On Thu, 2 Apr 2009, Scott Carey wrote:
The big one, is this quote from the linux kernel list: " Right now, if you want a reliable database on Linux, you _cannot_ properly depend on fsync() or fdatasync(). Considering how much Linux is used for critical databases, using these functions, this amazes me. "
Things aren't as bad as that out of context quote makes them seem. There are two main problem situations here:
1) You cannot trust Linux to flush data to a hard drive's write cache. Solution: turn off the write cache. Given the general poor state of targeted fsync on Linux (quoting from a downthread comment by David Lang: "in data=ordered mode, the default for most distros, ext3 can end up having to write all pending data when you do a fsync on one file"), those fsyncs were likely to blow out the drive cache anyway.
2) There are no hard guarantees about write ordering at the disk level; if you write blocks ABC and then fsync, you might actually get, say, only B written before power goes out. I don't believe the PostgreSQL WAL design will be corrupted by this particular situation, because until that fsync comes back saying all 3 are done none of them are relied upon.

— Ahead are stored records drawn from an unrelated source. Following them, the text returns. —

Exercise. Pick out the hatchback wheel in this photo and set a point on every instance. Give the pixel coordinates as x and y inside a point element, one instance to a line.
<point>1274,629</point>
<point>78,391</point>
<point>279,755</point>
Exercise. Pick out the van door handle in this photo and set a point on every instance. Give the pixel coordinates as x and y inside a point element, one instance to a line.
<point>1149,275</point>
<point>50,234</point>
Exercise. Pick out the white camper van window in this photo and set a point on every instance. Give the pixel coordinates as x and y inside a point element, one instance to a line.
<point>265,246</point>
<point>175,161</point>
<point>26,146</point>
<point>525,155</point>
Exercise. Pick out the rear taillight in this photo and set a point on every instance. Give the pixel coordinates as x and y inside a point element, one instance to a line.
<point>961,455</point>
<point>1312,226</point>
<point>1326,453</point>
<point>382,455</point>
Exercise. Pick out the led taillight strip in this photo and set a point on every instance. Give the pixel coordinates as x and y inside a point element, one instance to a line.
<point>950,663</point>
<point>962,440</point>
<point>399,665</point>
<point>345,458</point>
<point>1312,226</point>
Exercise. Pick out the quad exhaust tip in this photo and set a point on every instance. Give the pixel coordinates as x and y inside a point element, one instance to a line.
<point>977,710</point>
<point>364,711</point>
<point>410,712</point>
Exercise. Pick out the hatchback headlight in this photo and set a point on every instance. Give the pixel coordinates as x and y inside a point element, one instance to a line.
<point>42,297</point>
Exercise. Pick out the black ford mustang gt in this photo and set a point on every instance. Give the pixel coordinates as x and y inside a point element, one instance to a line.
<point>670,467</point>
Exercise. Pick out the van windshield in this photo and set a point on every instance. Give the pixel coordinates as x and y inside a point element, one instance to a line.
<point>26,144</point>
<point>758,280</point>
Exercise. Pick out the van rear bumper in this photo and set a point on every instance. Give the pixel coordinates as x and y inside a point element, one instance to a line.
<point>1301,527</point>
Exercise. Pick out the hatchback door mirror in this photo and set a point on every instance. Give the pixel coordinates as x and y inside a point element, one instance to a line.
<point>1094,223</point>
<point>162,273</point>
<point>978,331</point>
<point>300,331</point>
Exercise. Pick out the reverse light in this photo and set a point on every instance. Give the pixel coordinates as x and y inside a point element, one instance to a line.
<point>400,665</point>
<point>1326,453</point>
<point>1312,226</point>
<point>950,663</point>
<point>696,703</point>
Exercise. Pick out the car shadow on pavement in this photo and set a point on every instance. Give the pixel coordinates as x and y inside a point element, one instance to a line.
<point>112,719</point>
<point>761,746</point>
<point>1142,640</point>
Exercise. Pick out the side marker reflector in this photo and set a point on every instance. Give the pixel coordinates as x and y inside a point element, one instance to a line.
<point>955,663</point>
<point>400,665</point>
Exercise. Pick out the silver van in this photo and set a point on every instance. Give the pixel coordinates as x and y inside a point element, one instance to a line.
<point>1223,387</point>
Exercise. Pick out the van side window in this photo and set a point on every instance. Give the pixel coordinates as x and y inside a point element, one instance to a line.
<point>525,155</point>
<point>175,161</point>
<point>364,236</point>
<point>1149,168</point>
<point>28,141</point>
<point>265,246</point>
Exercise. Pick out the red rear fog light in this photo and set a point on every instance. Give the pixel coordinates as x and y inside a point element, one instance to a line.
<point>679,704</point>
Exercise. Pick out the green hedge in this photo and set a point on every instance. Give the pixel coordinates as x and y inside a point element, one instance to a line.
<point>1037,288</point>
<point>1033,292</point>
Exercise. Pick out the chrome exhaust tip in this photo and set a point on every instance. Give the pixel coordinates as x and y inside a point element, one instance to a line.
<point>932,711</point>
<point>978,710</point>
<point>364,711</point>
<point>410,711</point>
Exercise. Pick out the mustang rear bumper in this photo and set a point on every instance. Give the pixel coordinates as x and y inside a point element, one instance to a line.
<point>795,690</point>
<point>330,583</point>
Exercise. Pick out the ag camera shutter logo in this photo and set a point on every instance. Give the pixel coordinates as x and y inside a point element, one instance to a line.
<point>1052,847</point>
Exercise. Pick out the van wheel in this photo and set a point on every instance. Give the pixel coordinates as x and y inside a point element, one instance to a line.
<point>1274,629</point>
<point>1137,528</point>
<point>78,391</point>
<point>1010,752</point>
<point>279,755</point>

Interestingly, postgres would be safer on linux if it used sync_file_range instead of fsync() but that has other drawbacks and limitations
I have thought about whether it would be possible to add a Linux-specific improvement here into the code path that does something custom in this area for Windows/Mac OS X when you use fsync_method=fsync_writethrough
We really should update the documentation in this area before 8.4 ships. I'm looking into moving the "Tuning PostgreSQL WAL Synchronization" paper I wrote onto the wiki and then fleshing it out with all this filesystem-specific trivia.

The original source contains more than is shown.